Actually I am happy one of them went off the deep end. It showcases that they run on emotions and not reason. Every time a guy like this opens their mouth it's another dozen votes for the conservative, perhaps thousands when they have the national stage.


----------



## Csquared (Sep 5, 2006)

> It's too bad that Aaron Sorkin refuses to acknowledge the difference, and instead turned it into a political issue


What's too bad is he's the rule rather than the exception. Views anywhere near center are the kiss of death in the industry, and virtually every move Hollywood makes is politically motivated


----------



## bearhunter (Jan 30, 2009)

speaking of lib's. 2 have seen to have dissapeared from here :roll:


----------



## vtrons (Feb 14, 2008)

Please correct me if I'm wrong, but, didn't John Kerry take the time to buy a complete cammo outfit and go hunting whilst on a presidential campaign?

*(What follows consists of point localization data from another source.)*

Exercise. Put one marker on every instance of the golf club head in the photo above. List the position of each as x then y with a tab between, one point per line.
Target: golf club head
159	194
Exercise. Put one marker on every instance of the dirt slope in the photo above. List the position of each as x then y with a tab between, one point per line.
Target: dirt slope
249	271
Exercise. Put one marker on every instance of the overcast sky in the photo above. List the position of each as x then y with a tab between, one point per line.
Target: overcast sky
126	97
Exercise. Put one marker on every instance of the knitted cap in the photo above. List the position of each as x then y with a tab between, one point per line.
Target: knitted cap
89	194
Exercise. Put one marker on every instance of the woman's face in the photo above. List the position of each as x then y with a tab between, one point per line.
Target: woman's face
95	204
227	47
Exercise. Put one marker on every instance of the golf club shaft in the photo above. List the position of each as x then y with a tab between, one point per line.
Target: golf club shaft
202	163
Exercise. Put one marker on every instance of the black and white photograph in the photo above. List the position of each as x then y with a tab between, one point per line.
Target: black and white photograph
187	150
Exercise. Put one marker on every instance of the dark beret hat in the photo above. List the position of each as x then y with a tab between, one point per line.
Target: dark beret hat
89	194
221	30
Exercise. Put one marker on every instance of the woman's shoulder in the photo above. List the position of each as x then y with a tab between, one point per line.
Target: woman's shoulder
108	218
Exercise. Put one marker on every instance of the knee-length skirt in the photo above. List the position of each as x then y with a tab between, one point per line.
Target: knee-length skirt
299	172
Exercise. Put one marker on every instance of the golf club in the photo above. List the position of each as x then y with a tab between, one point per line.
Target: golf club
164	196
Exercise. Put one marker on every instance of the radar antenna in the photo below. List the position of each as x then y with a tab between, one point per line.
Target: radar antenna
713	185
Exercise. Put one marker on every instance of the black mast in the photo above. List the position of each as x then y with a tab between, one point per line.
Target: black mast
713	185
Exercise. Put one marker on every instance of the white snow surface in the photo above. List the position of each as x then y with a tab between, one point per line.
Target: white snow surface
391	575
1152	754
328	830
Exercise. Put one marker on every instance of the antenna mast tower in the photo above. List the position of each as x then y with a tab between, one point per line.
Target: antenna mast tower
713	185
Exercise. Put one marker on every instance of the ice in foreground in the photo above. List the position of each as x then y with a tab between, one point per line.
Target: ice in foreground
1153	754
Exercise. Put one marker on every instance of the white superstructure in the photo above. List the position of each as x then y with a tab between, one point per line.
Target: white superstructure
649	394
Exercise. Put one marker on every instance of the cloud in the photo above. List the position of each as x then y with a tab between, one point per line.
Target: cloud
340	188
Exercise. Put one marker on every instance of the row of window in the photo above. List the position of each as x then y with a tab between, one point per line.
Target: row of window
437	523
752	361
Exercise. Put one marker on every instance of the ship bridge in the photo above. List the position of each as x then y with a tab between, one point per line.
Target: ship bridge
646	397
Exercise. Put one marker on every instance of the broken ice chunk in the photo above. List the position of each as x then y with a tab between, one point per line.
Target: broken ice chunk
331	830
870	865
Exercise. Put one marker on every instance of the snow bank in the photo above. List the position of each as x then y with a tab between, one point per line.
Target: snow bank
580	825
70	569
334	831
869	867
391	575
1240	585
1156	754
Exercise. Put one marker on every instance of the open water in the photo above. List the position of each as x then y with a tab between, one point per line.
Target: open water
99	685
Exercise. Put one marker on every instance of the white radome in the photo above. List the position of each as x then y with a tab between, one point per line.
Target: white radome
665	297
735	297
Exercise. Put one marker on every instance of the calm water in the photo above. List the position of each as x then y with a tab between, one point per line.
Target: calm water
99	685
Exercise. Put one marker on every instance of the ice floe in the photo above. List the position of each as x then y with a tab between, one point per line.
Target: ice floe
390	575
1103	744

Mr. Sorkin must have been out of town for that one.


----------



## bearhunter (Jan 30, 2009)

yes he did and i'm quite sure he felt as stupid in that for a photo opp. as i would in a tux. :thumb:


----------



## R y a n (Apr 4, 2005)

bearhunter said:


> speaking of lib's. 2 have seen to have dissapeared from here :roll:


who might that be? :withstupid:


----------



## Plainsman (Jul 30, 2003)

So Ryan how are you feeling since your messiah has shown himself to be a dismal failure. The last we talked you were sort of gloating. Do you still have that same attitude now? Obama, Pelosi, and Reid have made America much more conservative than McDuffus could ever have accomplished.


----------



## Csquared (Sep 5, 2006)

I gotta give you credit, Ryan. Gone for over a year (as far as we know :wink: ) and your first post was _NOT_ in the political forum......

....It was your second


----------